RP candidate and campaign manager Charles Yeo, 30, said it wants “substantial government spending now to combat the immediate economic effects of the crisis”.
“There should be an end to the cruel policy of austerity. We want vastly improved social safety nets, universal health care, cash payments to families, a seniors’ pension and a minimum wage.”
ACCOUNTABILITY IS KEY
Providing checks and balances in the way Singapore is governed is what the opposition will do in Parliament, said the six parties during the broadcast.
Dr Tan maintained that a PAP monopoly is “not a formula for success”.
“If you put us into Parliament, we will be there to check how the next Government will spend our reserves over the next five years,” he said.
“The PAP will tell you that they can ‘ownself check ownself’. Do you agree?”
WP chief Pritam Singh said his party will provide “a contrast of voices” and question the PAP when needed. Support for the WP will also encourage new blood to contest future elections and allow it to provide a check and balance to “safeguard Singapore for the coming generations”.
Noting that its WP MPs in Parliament have raised issues such as the GST test balloon, the Keppel Offshore & Marine bribery case and the constitutional amendment on the Reserved Presidential Election, Mr Singh, 43, said the party has “highlighted issues on the governance of Singapore and the financial burdens on Singaporeans”.
He added: “By discussing governance, we help you to keep the government accountable.
“By raising bread-and-butter issues, we remind the Government of the things that it may forget or ignore.”
Closing out the broadcast, Mr Heng, who spoke last and was alloted the most time to speak because the PAP has the largest number of candidates in the field, said: “To work together effectively, we must all pull in the same direction.
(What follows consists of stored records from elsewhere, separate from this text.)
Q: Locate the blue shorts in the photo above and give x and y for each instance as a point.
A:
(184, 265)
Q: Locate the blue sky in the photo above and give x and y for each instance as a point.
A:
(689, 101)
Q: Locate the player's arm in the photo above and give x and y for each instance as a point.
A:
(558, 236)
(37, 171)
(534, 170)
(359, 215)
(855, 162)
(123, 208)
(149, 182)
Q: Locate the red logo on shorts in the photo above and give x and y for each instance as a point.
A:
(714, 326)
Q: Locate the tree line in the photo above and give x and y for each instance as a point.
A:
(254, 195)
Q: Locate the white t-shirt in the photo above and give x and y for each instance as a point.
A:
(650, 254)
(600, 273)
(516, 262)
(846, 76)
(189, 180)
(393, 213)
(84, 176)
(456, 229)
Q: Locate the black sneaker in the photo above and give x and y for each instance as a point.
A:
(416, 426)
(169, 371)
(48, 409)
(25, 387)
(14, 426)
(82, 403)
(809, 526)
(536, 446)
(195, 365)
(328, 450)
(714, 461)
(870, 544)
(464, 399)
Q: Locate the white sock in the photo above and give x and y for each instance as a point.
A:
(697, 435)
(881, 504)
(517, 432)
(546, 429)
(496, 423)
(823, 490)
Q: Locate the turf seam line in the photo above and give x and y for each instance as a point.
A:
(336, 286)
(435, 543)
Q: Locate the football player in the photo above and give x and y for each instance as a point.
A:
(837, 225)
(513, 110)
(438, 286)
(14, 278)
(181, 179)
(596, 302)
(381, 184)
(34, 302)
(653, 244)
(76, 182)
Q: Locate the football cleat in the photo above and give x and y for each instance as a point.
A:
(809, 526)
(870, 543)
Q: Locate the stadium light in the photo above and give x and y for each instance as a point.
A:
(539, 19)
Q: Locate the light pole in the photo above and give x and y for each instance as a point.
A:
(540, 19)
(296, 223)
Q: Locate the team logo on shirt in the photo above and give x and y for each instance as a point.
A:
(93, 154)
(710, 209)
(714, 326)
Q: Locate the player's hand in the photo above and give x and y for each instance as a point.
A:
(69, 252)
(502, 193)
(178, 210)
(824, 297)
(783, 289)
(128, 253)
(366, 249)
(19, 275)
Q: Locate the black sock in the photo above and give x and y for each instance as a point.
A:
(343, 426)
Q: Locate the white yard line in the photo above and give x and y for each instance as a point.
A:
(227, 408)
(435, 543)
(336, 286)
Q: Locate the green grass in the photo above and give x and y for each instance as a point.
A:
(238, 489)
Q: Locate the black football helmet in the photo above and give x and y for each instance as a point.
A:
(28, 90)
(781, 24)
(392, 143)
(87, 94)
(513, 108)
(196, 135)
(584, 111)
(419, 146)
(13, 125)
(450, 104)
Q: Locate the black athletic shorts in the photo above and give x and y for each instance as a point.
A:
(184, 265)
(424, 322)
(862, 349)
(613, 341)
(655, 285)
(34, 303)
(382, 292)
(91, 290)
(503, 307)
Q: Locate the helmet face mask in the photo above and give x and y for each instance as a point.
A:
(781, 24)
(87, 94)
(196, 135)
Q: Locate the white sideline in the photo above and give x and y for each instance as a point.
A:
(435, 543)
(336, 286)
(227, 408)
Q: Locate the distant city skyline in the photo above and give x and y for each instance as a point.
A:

A strong and capable government will help us achieve this, even more so during a crisis.”
The next party political broadcast will be on Thursday, July 9, which is Cooling-Off Day.
In between the two broadcasts, Singaporeans will also be able to watch candidates speak in the constituency political broadcasts (CPBs) on Mediacorp’s Channel 5 from 7pm, from Friday to Wednesday.
CPBs are one-off arrangements to give parties and candidates more air time to put their messages out to voters in view of the Covid-19 situation, which has meant that traditional election rallies, which typically attract thousands, are not allowed.